A partire dal VII secolo, tuttavia, come osservava monsignor Enrico Cattaneo, si andò affermando nella Chiesa una nuova concezione del periodo di preparazione alla Pasqua. Innanzitutto si considerò Pasqua la domenica della Risurrezione di Gesù. Inoltre all’idea di quaranta giorni di penitenza si sostituì invece quella dei quaranta giorni effettivi di digiuno dalle carni: digiuno, tuttavia, che secondo un’antichissima tradizione non si doveva praticare nel giorno di domenica. Ecco allora che partendo dal Sabato santo e contando a ritroso quaranta giorni, saltando le domeniche, si giunge a quel mercoledì “delle ceneri” che precede la prima domenica di Quaresima. Tutta la Chiesa occidentale accettò questa formula, ad eccezione appunto di quella di Milano, dove fino ad oggi si è conservata la più antica e precedente tradizione.
Ma poiché proprio a Milano si voleva tener fede al precetto di non digiunare nel giorno del Signore, come anche il santo padre Ambrogio aveva raccomandato, i milanesi conclusero che il giorno di “saluto alla carne” – tale è, infatti, l’etimologia della parola “carnevale” – era precisamente la prima domenica di Quaresima, prolungando così il carnevale ambrosiano fino alla notte tra la domenica e il lunedì…
Questa usanza tutta milanese di una “Domenica grassa” è testimoniata nei secoli da cronache e documenti. Che riportano anche i tentativi, da parte delle civiche autorità, di limitarne gli eccessi e gli abusi, come ad esempio al tempo di Ludovico il Moro, sul finire del Quattrocento.
Il lungo carnevale, del resto, attirava nel capoluogo lombardo folle di forestieri, provenienti da contadi in cui era già in vigore il periodo di digiuno e penitenza, con un notevole giro d’affari per mercanti e osterie. Una situazione che il vescovo Carlo, fautore di un radicale rinnovamento dei costumi, ecclesiali ma anche sociali, non vedeva di buon occhio. Il santo pastore, in particolare, non poteva tollerare che proprio quella prima domenica di Quaresima fosse vissuta come l’apoteosi dei divertimenti carnascialeschi…

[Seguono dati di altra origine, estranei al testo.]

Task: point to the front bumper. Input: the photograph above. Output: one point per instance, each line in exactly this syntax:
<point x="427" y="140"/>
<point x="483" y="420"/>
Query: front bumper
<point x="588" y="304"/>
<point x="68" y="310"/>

Dal momento della presa di possesso della diocesi, dunque, il Borromeo si era adoperato perché anche quella domenica fosse cristianamente santificata, e a maggior ragione in quanto “introduzione” al tempo quaresimale. Trovando fiera opposizione non tanto nel popolo, quanto tra i nobili e i ricchi, che ormai ritenevano loro diritto organizzare anche in quella domenica pranzi, balli, cortei in maschera: proprio quelli, come scriveva un cronista dell’epoca, «che al primo dolor di ventre invocavano dal Vescovo una benedizione speciale…».
Finalmente, dopo la tragedia della peste del 1576, si giunse a una sorta di “compromesso”: la “domenica di carnevale” anche a Milano diventava domenica di Quaresima, mentre il carnevale si chiudeva in bellezza con il “Sabato grasso”. Da lassù il patrono Ambrogio certamente approvava.